09/05/2015
Quand une mère de soldats nazis sauvait des officiers soviétiques !
"Cachons les prisonniers russes. Peut-être que Dieu épargnera alors nos fils", disait Maria Langthaler.
Un reportage spécial d'Argumenti i Fakti pour Sputnik sur cet exploit inconnu d'une paysanne allemande.

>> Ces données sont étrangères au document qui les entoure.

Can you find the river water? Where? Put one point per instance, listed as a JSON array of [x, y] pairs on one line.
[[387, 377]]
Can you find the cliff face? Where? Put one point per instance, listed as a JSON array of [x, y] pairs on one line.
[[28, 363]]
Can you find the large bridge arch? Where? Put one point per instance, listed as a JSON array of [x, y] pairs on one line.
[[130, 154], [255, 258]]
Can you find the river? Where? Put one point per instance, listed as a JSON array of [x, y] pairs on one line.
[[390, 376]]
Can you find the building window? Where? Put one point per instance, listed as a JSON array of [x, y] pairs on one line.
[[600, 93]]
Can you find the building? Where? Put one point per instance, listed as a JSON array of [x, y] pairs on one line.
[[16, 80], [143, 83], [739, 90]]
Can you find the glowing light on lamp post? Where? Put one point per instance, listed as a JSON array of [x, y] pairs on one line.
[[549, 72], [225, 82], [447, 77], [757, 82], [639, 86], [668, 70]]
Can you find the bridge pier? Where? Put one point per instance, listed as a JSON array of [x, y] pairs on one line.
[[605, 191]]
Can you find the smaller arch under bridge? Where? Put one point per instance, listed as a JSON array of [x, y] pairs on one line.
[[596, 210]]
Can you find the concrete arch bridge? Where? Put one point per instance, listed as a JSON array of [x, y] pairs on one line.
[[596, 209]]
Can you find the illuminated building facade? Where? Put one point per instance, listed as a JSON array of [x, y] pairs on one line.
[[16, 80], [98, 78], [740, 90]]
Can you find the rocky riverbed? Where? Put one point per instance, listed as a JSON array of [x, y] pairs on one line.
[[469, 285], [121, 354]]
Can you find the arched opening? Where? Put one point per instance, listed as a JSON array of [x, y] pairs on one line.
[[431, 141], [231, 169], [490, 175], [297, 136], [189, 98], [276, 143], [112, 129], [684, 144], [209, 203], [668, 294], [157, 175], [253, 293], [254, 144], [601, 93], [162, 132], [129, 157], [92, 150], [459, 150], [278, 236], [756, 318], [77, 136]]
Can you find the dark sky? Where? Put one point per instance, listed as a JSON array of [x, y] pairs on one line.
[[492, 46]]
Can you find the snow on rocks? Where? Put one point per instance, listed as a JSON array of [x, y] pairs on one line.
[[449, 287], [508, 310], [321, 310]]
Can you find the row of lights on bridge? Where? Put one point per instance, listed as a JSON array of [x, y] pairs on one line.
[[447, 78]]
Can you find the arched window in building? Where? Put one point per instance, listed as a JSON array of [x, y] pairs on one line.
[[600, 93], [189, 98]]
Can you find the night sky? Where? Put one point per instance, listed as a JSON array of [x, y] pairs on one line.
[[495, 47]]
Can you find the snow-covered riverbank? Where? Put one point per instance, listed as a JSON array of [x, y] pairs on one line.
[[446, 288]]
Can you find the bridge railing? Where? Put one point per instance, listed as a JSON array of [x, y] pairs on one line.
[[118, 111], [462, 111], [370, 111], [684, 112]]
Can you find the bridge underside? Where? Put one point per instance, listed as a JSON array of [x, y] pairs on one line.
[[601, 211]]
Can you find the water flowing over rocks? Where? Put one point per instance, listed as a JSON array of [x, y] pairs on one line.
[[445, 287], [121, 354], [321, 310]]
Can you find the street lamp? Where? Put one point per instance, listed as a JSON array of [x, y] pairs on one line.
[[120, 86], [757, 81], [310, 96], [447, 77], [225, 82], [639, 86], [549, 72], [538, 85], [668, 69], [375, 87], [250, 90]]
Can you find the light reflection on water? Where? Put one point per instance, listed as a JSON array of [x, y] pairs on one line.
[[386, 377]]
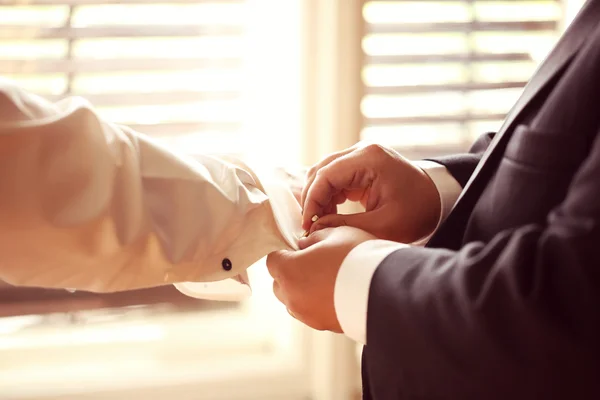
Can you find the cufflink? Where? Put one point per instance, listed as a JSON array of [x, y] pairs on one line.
[[226, 264]]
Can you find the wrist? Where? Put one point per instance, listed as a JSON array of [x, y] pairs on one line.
[[429, 203]]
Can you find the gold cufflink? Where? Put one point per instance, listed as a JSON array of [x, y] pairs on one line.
[[314, 219]]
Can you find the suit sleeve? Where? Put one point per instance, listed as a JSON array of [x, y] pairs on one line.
[[89, 205], [461, 166], [498, 320]]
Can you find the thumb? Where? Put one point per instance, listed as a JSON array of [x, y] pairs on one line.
[[366, 221], [314, 238]]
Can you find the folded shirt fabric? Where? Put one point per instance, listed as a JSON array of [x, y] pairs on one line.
[[91, 205]]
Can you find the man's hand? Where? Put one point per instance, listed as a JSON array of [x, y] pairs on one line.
[[304, 280], [401, 202]]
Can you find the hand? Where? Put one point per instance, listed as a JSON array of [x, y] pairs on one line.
[[401, 202], [304, 280]]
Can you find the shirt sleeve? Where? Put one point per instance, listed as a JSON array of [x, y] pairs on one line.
[[351, 292], [90, 205]]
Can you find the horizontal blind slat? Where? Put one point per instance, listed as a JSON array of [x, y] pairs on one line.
[[474, 26], [152, 98], [74, 66], [398, 90], [441, 119], [102, 2], [116, 31], [455, 66]]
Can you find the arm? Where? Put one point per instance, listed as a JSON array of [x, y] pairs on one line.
[[90, 205], [461, 166], [497, 317]]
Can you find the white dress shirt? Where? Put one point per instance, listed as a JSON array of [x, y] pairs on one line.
[[351, 294], [90, 205]]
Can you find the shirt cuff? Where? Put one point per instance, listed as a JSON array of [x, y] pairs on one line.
[[351, 292], [448, 189]]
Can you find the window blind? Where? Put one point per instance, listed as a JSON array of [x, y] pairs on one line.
[[171, 69], [439, 73]]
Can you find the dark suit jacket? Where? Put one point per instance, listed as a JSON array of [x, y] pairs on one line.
[[504, 301]]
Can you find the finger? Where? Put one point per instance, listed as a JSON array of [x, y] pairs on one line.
[[310, 175], [278, 292], [313, 239], [347, 173], [278, 260], [366, 221]]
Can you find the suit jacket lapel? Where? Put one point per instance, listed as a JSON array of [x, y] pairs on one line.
[[566, 48]]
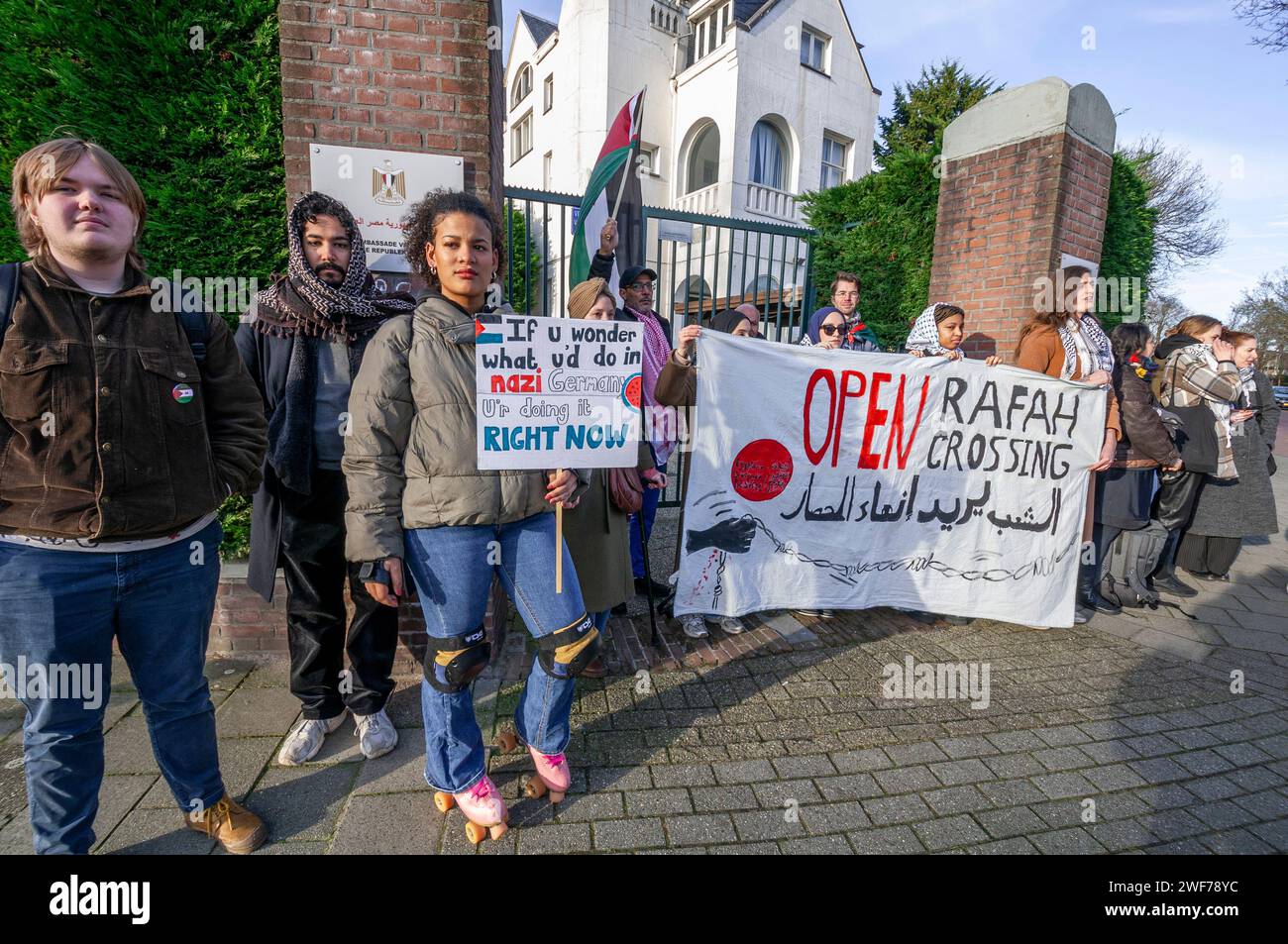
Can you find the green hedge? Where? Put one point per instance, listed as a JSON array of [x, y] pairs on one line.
[[200, 128], [883, 228], [1128, 245]]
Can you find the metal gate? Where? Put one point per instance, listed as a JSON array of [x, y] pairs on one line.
[[704, 264]]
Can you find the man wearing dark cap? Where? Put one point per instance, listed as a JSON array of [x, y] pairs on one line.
[[303, 347], [636, 288]]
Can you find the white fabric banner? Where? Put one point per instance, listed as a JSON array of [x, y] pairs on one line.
[[846, 480]]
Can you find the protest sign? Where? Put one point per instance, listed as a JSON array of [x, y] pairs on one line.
[[840, 479], [557, 393]]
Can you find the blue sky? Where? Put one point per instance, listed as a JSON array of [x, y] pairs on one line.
[[1180, 69]]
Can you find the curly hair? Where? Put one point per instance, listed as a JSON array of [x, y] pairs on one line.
[[425, 215]]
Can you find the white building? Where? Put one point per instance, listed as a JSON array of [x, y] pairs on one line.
[[748, 104]]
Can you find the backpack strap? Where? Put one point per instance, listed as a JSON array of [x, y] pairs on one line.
[[192, 317], [9, 279]]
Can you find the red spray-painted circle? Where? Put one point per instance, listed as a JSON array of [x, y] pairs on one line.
[[761, 471]]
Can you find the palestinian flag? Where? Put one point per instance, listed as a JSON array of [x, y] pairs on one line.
[[616, 158]]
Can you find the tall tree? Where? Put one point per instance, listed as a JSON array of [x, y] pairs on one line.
[[1269, 18], [1163, 312], [923, 108], [1185, 200], [1263, 312]]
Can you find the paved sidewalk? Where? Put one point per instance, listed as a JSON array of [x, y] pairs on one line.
[[799, 751]]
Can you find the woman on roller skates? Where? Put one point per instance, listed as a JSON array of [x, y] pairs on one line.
[[420, 510]]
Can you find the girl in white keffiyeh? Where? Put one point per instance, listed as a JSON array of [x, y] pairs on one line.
[[939, 331]]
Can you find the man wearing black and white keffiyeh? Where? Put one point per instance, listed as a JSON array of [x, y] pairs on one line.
[[303, 343]]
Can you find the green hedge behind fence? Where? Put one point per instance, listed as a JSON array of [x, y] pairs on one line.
[[880, 227], [883, 228], [187, 94]]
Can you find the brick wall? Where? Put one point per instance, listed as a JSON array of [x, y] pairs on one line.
[[406, 75], [1005, 217]]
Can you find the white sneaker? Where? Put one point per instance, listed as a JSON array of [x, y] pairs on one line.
[[694, 626], [305, 739], [729, 623], [376, 734]]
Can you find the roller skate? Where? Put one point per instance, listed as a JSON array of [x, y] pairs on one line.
[[483, 807], [552, 769]]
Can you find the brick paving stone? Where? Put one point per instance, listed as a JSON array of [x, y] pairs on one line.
[[898, 840], [1014, 846], [767, 824], [958, 772], [828, 818], [1076, 841], [1273, 833], [699, 829], [951, 800], [1172, 824], [906, 780], [1113, 777], [816, 845], [949, 832], [627, 833], [653, 802], [1016, 820], [683, 776], [897, 809], [721, 798], [848, 787], [1236, 842]]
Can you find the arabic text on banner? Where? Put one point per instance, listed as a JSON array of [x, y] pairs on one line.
[[840, 479], [557, 393]]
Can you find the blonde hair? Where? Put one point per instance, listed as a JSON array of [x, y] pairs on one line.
[[37, 172]]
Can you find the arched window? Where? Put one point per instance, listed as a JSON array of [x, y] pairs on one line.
[[522, 86], [768, 156], [703, 165]]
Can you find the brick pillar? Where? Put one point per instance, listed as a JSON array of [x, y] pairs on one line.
[[1025, 181], [404, 75]]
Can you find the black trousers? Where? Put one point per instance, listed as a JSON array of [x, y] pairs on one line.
[[1202, 554], [1173, 506], [312, 561]]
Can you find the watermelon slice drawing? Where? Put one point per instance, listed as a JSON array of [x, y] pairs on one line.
[[632, 390]]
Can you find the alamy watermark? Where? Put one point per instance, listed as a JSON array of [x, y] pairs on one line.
[[217, 295], [941, 681], [53, 681]]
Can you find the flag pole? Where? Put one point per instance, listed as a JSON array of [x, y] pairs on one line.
[[630, 163], [559, 545]]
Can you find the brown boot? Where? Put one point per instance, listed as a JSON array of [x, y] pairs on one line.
[[235, 827], [595, 669]]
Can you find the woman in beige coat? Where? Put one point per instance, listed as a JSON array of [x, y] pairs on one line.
[[597, 531]]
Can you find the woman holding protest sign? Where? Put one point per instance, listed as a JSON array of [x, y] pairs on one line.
[[1068, 343], [1231, 510], [678, 386], [828, 329], [1125, 491], [597, 531], [939, 331], [420, 507], [1198, 382]]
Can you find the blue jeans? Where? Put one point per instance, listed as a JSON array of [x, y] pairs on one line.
[[64, 607], [652, 496], [452, 576]]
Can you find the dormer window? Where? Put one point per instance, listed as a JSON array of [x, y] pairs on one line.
[[522, 86]]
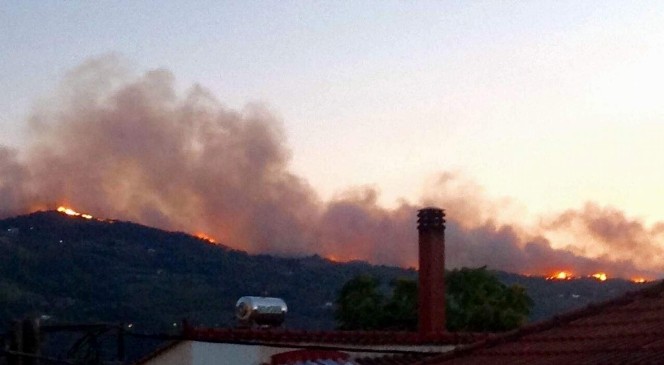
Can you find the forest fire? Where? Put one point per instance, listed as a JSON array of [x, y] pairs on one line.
[[73, 213], [599, 276], [561, 275]]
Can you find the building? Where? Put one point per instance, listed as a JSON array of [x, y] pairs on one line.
[[626, 330], [203, 346]]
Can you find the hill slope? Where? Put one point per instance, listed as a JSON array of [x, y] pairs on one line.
[[82, 270]]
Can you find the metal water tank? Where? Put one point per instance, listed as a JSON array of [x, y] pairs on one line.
[[261, 311]]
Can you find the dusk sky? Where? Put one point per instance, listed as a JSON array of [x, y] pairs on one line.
[[541, 106]]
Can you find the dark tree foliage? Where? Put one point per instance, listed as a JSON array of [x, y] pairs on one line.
[[476, 302], [360, 304]]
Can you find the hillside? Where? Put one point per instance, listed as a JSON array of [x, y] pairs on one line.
[[73, 269]]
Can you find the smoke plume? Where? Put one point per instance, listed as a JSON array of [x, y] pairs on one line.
[[129, 147]]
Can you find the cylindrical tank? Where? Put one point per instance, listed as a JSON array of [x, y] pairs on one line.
[[262, 311]]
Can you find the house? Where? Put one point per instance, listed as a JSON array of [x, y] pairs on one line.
[[626, 330], [203, 346], [257, 346]]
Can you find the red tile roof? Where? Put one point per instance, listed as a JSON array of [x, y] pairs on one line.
[[626, 330]]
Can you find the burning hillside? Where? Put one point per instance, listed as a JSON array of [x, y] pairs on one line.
[[130, 147]]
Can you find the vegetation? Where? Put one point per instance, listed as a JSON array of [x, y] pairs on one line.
[[476, 301], [71, 269]]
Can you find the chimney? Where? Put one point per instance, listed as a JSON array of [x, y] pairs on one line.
[[431, 290]]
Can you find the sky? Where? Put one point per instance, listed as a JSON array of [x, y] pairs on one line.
[[543, 107]]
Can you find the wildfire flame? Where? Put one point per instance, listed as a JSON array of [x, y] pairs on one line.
[[71, 212], [561, 275], [599, 276]]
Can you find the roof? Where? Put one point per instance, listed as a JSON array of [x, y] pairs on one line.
[[331, 338], [626, 330]]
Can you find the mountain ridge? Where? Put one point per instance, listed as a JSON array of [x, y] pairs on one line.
[[75, 269]]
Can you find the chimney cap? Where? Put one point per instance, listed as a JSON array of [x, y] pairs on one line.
[[430, 218]]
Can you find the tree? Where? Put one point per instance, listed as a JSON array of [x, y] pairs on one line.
[[359, 305], [475, 300]]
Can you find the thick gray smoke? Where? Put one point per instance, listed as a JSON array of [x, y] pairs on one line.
[[129, 147]]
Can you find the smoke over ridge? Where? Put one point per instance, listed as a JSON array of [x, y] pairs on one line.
[[128, 147]]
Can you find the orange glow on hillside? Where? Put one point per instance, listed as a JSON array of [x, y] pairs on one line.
[[332, 258], [599, 276], [205, 237], [73, 213], [561, 275], [340, 258]]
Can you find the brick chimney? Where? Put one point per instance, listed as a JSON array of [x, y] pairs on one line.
[[431, 290]]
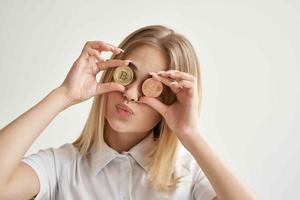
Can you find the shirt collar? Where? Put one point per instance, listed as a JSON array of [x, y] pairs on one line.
[[103, 154]]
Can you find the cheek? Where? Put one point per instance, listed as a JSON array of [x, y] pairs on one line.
[[149, 113]]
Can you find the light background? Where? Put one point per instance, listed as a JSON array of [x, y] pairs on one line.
[[249, 54]]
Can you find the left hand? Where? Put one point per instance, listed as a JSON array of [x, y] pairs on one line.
[[181, 116]]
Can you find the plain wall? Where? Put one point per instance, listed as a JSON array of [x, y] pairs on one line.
[[249, 55]]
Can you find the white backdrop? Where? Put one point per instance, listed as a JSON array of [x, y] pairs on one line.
[[248, 50]]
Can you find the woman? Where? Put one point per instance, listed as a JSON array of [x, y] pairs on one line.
[[130, 147]]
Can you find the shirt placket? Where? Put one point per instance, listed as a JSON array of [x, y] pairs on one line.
[[126, 177]]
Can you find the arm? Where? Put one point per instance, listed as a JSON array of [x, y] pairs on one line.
[[17, 137], [226, 184], [17, 179]]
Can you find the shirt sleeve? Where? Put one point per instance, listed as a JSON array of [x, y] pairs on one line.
[[202, 189], [43, 163]]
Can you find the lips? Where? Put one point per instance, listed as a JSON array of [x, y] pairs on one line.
[[124, 107]]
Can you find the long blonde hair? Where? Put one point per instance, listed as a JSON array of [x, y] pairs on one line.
[[182, 57]]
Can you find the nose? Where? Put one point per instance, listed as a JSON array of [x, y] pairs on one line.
[[132, 92]]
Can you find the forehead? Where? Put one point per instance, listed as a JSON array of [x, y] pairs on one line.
[[148, 58]]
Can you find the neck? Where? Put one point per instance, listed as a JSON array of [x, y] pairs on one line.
[[122, 141]]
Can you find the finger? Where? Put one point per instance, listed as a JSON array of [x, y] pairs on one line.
[[154, 103], [166, 81], [116, 47], [95, 53], [183, 83], [111, 63], [100, 46], [175, 74], [109, 87]]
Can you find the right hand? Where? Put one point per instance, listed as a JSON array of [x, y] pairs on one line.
[[80, 83]]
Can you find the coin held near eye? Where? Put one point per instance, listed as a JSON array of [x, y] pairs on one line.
[[152, 87], [123, 75]]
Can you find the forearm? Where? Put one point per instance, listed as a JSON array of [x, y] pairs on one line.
[[17, 137], [227, 185]]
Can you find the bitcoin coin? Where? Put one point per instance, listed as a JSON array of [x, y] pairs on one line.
[[123, 75], [152, 87]]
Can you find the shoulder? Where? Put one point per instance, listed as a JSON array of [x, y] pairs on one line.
[[186, 163], [66, 153], [58, 156]]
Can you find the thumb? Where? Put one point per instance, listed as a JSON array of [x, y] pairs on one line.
[[109, 87], [154, 103]]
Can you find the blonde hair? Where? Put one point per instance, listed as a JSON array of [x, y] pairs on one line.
[[182, 57]]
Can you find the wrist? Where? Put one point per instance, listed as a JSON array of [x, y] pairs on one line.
[[61, 93]]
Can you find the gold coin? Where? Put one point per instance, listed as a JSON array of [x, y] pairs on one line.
[[123, 75], [152, 87]]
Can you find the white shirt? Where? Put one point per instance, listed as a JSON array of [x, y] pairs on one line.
[[65, 174]]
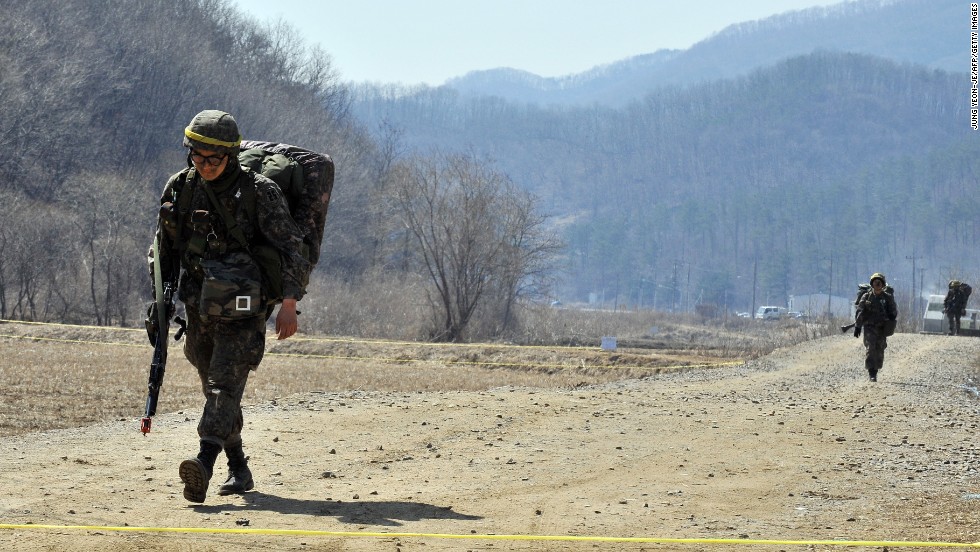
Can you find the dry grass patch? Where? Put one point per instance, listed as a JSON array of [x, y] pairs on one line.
[[58, 376]]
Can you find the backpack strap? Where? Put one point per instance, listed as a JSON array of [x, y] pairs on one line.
[[231, 225]]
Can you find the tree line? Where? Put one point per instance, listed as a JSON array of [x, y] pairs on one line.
[[94, 101]]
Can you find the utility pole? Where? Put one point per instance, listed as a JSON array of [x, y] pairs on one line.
[[914, 303], [830, 289]]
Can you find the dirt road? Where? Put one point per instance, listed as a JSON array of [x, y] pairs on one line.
[[795, 446]]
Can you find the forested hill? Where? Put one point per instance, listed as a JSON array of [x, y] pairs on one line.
[[798, 178], [931, 33]]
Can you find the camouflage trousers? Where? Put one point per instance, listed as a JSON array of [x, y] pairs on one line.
[[876, 343], [224, 352]]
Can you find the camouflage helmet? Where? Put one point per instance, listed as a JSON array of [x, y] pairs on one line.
[[213, 130]]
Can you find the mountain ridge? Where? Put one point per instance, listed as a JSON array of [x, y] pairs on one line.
[[914, 31]]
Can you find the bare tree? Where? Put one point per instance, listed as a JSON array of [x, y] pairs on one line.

"Les gamins de quinze ans de la Hitlerjugend se vantaient de qui avait tué plus d'innocents. L'un a même sorti de sa poche une liasse d'oreilles coupées pour les montrer à son copain — tous les deux ont ri. Un fermier a trouvé un Russe qui se cachait dans une étable avec des moutons, et l'a poignardé avec un couteau — l'homme s'est débattu dans des convulsions, et la femme du tueur a égratigné le visage du mourant. 40 cadavres éventrés ont été entassés dans la rue du village Ried in der Riedmark, leurs organes sexuels exposés à la vue de tous: les jeunes filles passaient devant les cadavres et riaient".
En lisant les archives du camp de concentration de Mauthausen, moi, qui avait été en Afghanistan, en Irak et en Syrie, je devais faire des pauses pour me calmer — le sang se glaçait dans mes veines en apprenant ce que les paysans autrichiens respectables avaient fait avec des prisonniers de guerre soviétiques évadés — juste trois mois (!) avant la Victoire.
Une seule femme en Autriche, Maria Langthaler, mère de nombreux enfants, a caché, en risquant sa propre vie, des prisonniers de Mauthausen pendant que ses quatre fils combattaient sur le front de l'Est…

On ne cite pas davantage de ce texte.